First of all she is wondering why Wikipedia makes a distinction between popular and folk music but in my first post I seem to make no such distinction.  What I meant when I said "Popular music is folk music or  music for consumption." is that popular music is derived from folk music.  For example blues and rock and Jazz all come from aural folk traditions.  Technically, they are not always one and the same, it's more of a ven diagram situation (my mother would be proud). The important thing is that neither of them is classical.  Linus and Lucy is Jazz which, too keep a very long story very short, comes from African American Folk music (though it wouldn't exist if Creole musicians in New Orleans hadn't been kicked out of white orchestras and forced to take their brass and woodwind skills to the streets).

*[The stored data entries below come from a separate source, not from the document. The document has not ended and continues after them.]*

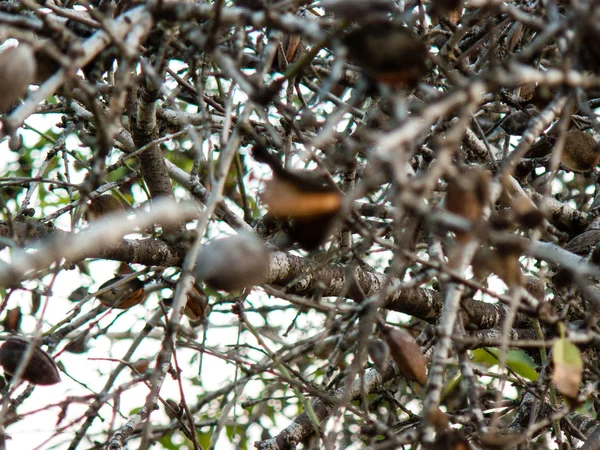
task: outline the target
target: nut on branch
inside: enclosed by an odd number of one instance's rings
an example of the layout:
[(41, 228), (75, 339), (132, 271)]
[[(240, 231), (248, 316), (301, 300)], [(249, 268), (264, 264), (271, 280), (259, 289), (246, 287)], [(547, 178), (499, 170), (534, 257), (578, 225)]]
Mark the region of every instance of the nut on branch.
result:
[(204, 245), (196, 258), (194, 277), (214, 289), (236, 291), (263, 284), (269, 273), (269, 252), (263, 241), (240, 233)]
[(598, 143), (585, 131), (568, 131), (560, 162), (573, 172), (590, 172), (600, 162)]
[(11, 336), (0, 347), (0, 365), (6, 375), (12, 377), (17, 373), (27, 349), (33, 346), (22, 378), (32, 384), (51, 385), (60, 381), (58, 368), (54, 360), (41, 348), (21, 336)]
[(8, 112), (35, 80), (36, 61), (27, 44), (0, 53), (0, 113)]
[(404, 25), (373, 21), (344, 37), (351, 61), (376, 81), (414, 87), (429, 72), (429, 51)]

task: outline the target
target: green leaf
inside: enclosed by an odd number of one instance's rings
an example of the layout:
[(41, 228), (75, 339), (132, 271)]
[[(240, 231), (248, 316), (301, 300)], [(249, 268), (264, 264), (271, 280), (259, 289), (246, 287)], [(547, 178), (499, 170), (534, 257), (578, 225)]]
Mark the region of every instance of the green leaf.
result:
[(166, 448), (167, 450), (179, 450), (181, 448), (180, 444), (174, 444), (172, 441), (173, 433), (167, 434), (161, 437), (158, 440), (158, 443), (162, 446), (162, 448)]
[[(472, 352), (471, 361), (492, 367), (498, 364), (499, 357), (500, 350), (497, 348), (488, 348), (487, 351), (478, 348)], [(506, 358), (506, 366), (523, 378), (531, 381), (538, 379), (537, 364), (523, 350), (509, 350)]]

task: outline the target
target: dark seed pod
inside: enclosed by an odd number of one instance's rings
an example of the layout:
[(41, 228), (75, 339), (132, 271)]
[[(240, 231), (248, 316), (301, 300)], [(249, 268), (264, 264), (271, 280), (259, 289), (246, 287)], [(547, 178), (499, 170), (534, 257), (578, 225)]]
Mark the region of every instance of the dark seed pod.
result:
[(331, 235), (342, 207), (342, 193), (323, 174), (284, 169), (263, 147), (254, 147), (252, 154), (273, 171), (273, 180), (261, 196), (269, 211), (284, 223), (292, 240), (306, 250), (318, 248)]
[[(8, 338), (0, 347), (0, 365), (6, 375), (14, 375), (19, 368), (31, 342), (21, 336)], [(23, 380), (32, 384), (51, 385), (60, 381), (54, 360), (42, 349), (33, 347), (30, 359), (23, 371)]]
[(371, 78), (390, 86), (414, 87), (427, 74), (427, 46), (408, 28), (374, 21), (346, 35), (349, 58)]
[(565, 245), (565, 250), (580, 256), (588, 253), (600, 243), (600, 230), (592, 229), (575, 236)]
[(269, 253), (253, 234), (240, 233), (212, 241), (202, 247), (194, 276), (214, 289), (236, 291), (265, 282)]
[(596, 140), (585, 131), (567, 132), (560, 162), (573, 172), (594, 170), (600, 162), (600, 149)]
[(21, 328), (22, 317), (23, 313), (21, 313), (21, 308), (18, 306), (16, 308), (9, 309), (6, 311), (6, 317), (2, 321), (4, 329), (10, 333), (17, 333)]
[(400, 373), (425, 386), (427, 363), (421, 348), (412, 336), (405, 331), (386, 327), (383, 330), (383, 338), (389, 346), (390, 354)]
[(273, 62), (273, 69), (277, 72), (284, 72), (292, 63), (298, 60), (305, 47), (306, 44), (300, 36), (286, 34), (277, 49), (277, 58)]
[(510, 135), (522, 136), (527, 129), (530, 118), (531, 114), (525, 111), (515, 111), (506, 116), (500, 127)]
[(350, 20), (366, 20), (396, 9), (391, 0), (322, 0), (321, 6), (328, 14)]
[(390, 359), (390, 347), (381, 339), (372, 339), (369, 341), (368, 350), (375, 368), (379, 373), (384, 374)]
[[(121, 281), (122, 277), (114, 277), (100, 286), (98, 291), (105, 289), (117, 282)], [(98, 300), (104, 306), (116, 309), (129, 309), (132, 306), (139, 305), (146, 299), (146, 292), (144, 291), (144, 282), (139, 278), (132, 278), (131, 280), (116, 285), (108, 291), (97, 295)]]
[[(490, 174), (482, 169), (466, 169), (450, 180), (446, 189), (446, 209), (451, 213), (463, 216), (477, 223), (490, 201)], [(457, 237), (464, 241), (468, 233), (457, 232)]]
[(538, 299), (539, 301), (544, 300), (544, 291), (546, 289), (546, 286), (544, 285), (544, 282), (541, 279), (532, 275), (527, 275), (526, 277), (524, 277), (523, 281), (524, 287), (527, 290), (527, 292), (529, 292), (534, 298)]
[(33, 83), (36, 62), (33, 50), (26, 44), (0, 53), (0, 113), (8, 112)]
[(88, 295), (88, 288), (85, 286), (79, 286), (71, 295), (69, 295), (70, 302), (80, 302)]
[(67, 351), (69, 353), (74, 353), (76, 355), (81, 355), (88, 351), (87, 343), (88, 343), (88, 335), (82, 334), (80, 336), (77, 336), (75, 339), (71, 339), (71, 342), (69, 342), (65, 346), (65, 351)]
[(190, 322), (195, 324), (202, 322), (207, 313), (208, 299), (206, 298), (206, 295), (201, 294), (196, 288), (193, 287), (188, 293), (183, 314), (190, 319)]
[(261, 9), (264, 9), (265, 6), (267, 6), (267, 3), (268, 2), (265, 0), (233, 0), (233, 4), (235, 6), (249, 8), (254, 11), (260, 11)]
[(123, 204), (110, 194), (104, 194), (88, 203), (86, 219), (92, 221), (108, 214), (125, 214)]
[(150, 360), (146, 358), (138, 359), (131, 364), (131, 367), (137, 370), (138, 373), (144, 373), (148, 370), (148, 367), (150, 367)]
[(460, 22), (463, 0), (434, 0), (432, 14), (456, 25)]

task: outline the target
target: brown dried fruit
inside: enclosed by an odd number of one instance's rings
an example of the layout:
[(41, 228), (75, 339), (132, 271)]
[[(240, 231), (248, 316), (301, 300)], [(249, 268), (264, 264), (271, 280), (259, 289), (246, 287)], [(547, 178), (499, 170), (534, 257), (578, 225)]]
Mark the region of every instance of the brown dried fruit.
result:
[(0, 53), (0, 113), (8, 112), (33, 83), (36, 62), (32, 48), (26, 44)]
[(527, 275), (524, 278), (524, 287), (527, 292), (529, 292), (534, 298), (539, 301), (544, 300), (545, 295), (545, 285), (542, 280), (538, 277), (534, 277), (532, 275)]
[(262, 284), (268, 273), (269, 252), (264, 242), (250, 233), (204, 245), (194, 267), (196, 281), (225, 291)]
[(508, 430), (490, 430), (479, 438), (481, 446), (488, 450), (502, 450), (516, 448), (523, 442), (523, 435), (511, 433)]
[(9, 333), (16, 333), (21, 328), (21, 319), (23, 317), (23, 313), (21, 313), (21, 308), (18, 306), (13, 309), (9, 309), (6, 311), (6, 317), (2, 321), (2, 325), (4, 325), (4, 329)]
[(373, 21), (344, 38), (349, 58), (371, 78), (398, 87), (414, 87), (429, 71), (429, 51), (403, 25)]
[(103, 283), (98, 288), (101, 291), (109, 286), (115, 285), (103, 292), (100, 295), (96, 295), (100, 303), (109, 308), (116, 309), (129, 309), (132, 306), (139, 305), (146, 299), (146, 292), (144, 291), (144, 282), (139, 278), (132, 278), (126, 282), (121, 282), (123, 277), (116, 276), (111, 278), (107, 282)]
[(273, 69), (278, 72), (285, 71), (288, 66), (298, 60), (305, 47), (300, 36), (286, 34), (277, 49), (277, 58), (273, 63)]
[(198, 292), (195, 287), (188, 293), (187, 302), (183, 313), (191, 322), (202, 321), (206, 316), (208, 299), (205, 295)]
[(69, 295), (69, 301), (70, 302), (80, 302), (85, 297), (87, 297), (87, 295), (88, 295), (88, 288), (85, 286), (79, 286), (77, 289), (75, 289), (73, 292), (71, 292), (71, 295)]
[(434, 0), (432, 14), (456, 25), (460, 22), (463, 0)]
[(421, 348), (406, 332), (386, 327), (383, 337), (401, 373), (421, 385), (427, 383), (427, 363)]
[(76, 338), (71, 339), (71, 342), (69, 342), (65, 346), (65, 351), (67, 351), (69, 353), (74, 353), (76, 355), (81, 355), (88, 351), (87, 342), (88, 342), (88, 335), (81, 334), (81, 335), (77, 336)]
[(351, 20), (390, 13), (396, 9), (391, 0), (322, 0), (321, 6), (328, 14)]
[(598, 243), (600, 243), (600, 230), (592, 229), (575, 236), (564, 248), (576, 255), (587, 256)]
[(369, 341), (369, 356), (375, 364), (377, 372), (384, 374), (388, 367), (390, 359), (390, 347), (381, 339), (372, 339)]
[(533, 93), (535, 92), (535, 83), (527, 83), (519, 88), (519, 97), (521, 97), (525, 101), (529, 101), (533, 98)]
[(500, 127), (508, 134), (513, 136), (522, 136), (531, 119), (531, 113), (528, 111), (514, 111), (506, 116)]
[(516, 197), (512, 203), (512, 209), (519, 224), (525, 228), (537, 228), (545, 220), (544, 214), (529, 197)]
[(104, 194), (90, 200), (86, 211), (88, 221), (99, 219), (108, 214), (125, 214), (123, 204), (110, 194)]
[(600, 162), (600, 148), (585, 131), (569, 131), (565, 135), (560, 162), (573, 172), (590, 172)]
[(254, 147), (253, 156), (273, 171), (273, 180), (262, 194), (269, 211), (284, 221), (288, 235), (303, 248), (318, 248), (331, 234), (342, 193), (322, 174), (284, 169), (264, 147)]
[[(446, 209), (461, 215), (473, 223), (483, 216), (490, 201), (490, 174), (482, 169), (465, 169), (448, 183)], [(459, 240), (468, 238), (467, 233), (457, 232)]]
[(531, 103), (541, 111), (546, 106), (548, 106), (548, 103), (550, 103), (550, 101), (558, 93), (559, 89), (560, 85), (557, 84), (553, 86), (538, 84), (533, 90)]
[(138, 373), (144, 373), (150, 367), (150, 360), (146, 358), (138, 359), (131, 364), (131, 367), (137, 370)]
[[(0, 347), (0, 365), (7, 375), (14, 375), (23, 360), (31, 341), (21, 336), (12, 336)], [(42, 349), (34, 346), (30, 359), (23, 371), (23, 380), (32, 384), (51, 385), (60, 381), (54, 360)]]

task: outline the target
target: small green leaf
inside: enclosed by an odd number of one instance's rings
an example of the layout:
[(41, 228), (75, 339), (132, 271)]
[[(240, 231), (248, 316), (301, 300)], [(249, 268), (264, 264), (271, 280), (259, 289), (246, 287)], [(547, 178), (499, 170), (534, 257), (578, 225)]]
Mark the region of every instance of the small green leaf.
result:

Second, the fact that this blog primarily deals with just the past 200 years is entirely a ME thing and not a historical thing... I simply don't enjoy as much of the music from before then so I wouldn't make a good teacher of it.

Finally, "How did Beethoven manage to write crazy amazing music after he became deaf?"  Haha he is a real hero.  It's a combination of things.  His ear was trained from as early as he could walk to recognize what different notes on the page sound like in relation to each other without having to play them.  What that means is that he, like many musicians trained from a young age could look at a piece of music and hear it in his head.  That's the intellectual component.  What amazes me most is that he managed to keep such a keen mastery of orchestration, harmony, and dynamics (in other words what instruments sound good with each other, what different combination of notes sound like when played simultaneously, and the use of volume in composition).  In his own words, spoken directly to a prince: "What you are, you are by accident of birth; what I am, I am by myself.  There are and always will be thousands of princes, but there is only one Beethoven."

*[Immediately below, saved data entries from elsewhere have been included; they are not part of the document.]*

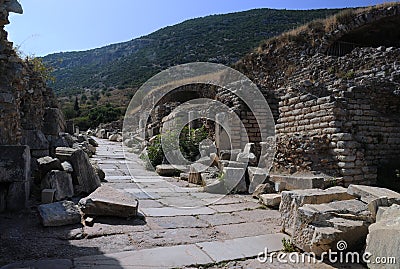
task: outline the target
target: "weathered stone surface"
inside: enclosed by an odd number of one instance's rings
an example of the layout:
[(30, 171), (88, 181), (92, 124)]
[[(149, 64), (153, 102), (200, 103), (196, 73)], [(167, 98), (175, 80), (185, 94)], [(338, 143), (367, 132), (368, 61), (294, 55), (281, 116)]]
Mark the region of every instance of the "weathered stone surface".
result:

Alright!! Now on with the listening...

5) In the first half of the twentieth century something horrible called 12 tone music happened.

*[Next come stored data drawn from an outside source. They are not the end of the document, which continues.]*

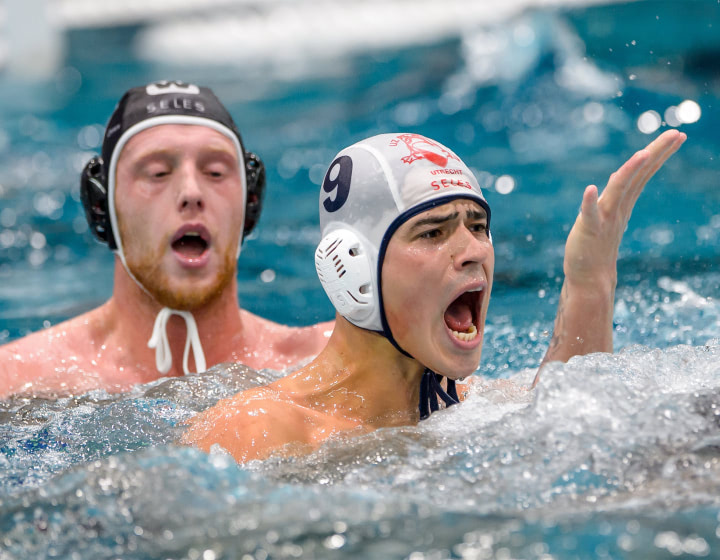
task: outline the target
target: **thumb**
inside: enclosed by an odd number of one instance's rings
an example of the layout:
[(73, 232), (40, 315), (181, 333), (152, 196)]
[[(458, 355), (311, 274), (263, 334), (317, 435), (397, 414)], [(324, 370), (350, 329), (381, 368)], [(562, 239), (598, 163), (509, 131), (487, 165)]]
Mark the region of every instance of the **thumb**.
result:
[(588, 225), (596, 225), (600, 223), (600, 214), (598, 212), (598, 188), (595, 185), (589, 185), (583, 193), (582, 204), (580, 205), (580, 213), (583, 219), (588, 221)]

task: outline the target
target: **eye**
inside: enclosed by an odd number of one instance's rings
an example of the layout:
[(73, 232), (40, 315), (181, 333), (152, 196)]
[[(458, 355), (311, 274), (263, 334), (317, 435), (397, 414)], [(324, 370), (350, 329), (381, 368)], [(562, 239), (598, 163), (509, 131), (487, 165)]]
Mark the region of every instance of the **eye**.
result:
[(442, 230), (440, 228), (432, 228), (421, 232), (418, 237), (420, 239), (435, 239), (437, 237), (440, 237), (441, 235)]
[(151, 163), (145, 168), (145, 174), (151, 179), (163, 179), (170, 175), (170, 166), (164, 163)]
[(485, 233), (486, 234), (488, 231), (486, 222), (476, 222), (474, 224), (470, 224), (469, 229), (473, 233)]
[(230, 174), (230, 169), (227, 165), (221, 162), (214, 162), (205, 167), (205, 175), (213, 179), (223, 179)]

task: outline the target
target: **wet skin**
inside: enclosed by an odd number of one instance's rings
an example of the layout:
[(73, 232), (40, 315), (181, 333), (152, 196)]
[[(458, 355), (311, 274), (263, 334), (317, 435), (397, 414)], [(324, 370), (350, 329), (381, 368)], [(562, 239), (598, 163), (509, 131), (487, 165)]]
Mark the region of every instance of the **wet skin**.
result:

6) Penderecki - Threnody for the Victims of Hiroshima 1959 - (I chose this youtube because it's hilarious)
     In the aftermath of 12 tone music, composers of the twentieth century were able to take much greater liberties with dissonance than they had previously been able to.  Threnody is an example of how composers pushed the sonic envelope to reach new emotional territory.  Fun fact, Threnody was not composed with Hiroshima in mind.  It was not written as "programmed" music (music with  explicit meaning or representation) but the commissioner of the piece gave it that name after it had been composed.  Seems apt though.  This shit is horrifying.  It has been used in many films.  Check out these pictures of the conductor's score:

  Not exactly what you think of when someone says "sheet music" eh?  Believe it or not it is easier for a conductor to follow those scores than it would be to follow the regular music.

Suggested listening for the brave who REALLY like to get scared out of their pants:

A)Sofia Gubaidulina is one of my favorite composers.  She lived in the 20th century and was an understudy of Shostakovich.  I can't find any of my favorites of hers online but here's an example, and if you like it I can always get you more (play this LOUD):


B)Mussorgsky's Night on Bald Mountain. Mussorgsky is my favorite composer.
 
C)Delirium Cordia - a single track concept album by super group Fantomas representing the theme of surgery without anesthesia.  It may seem a bit metal at first but I would erg the brave to stick with it because it has a really interesting integration of many traditions from around the world.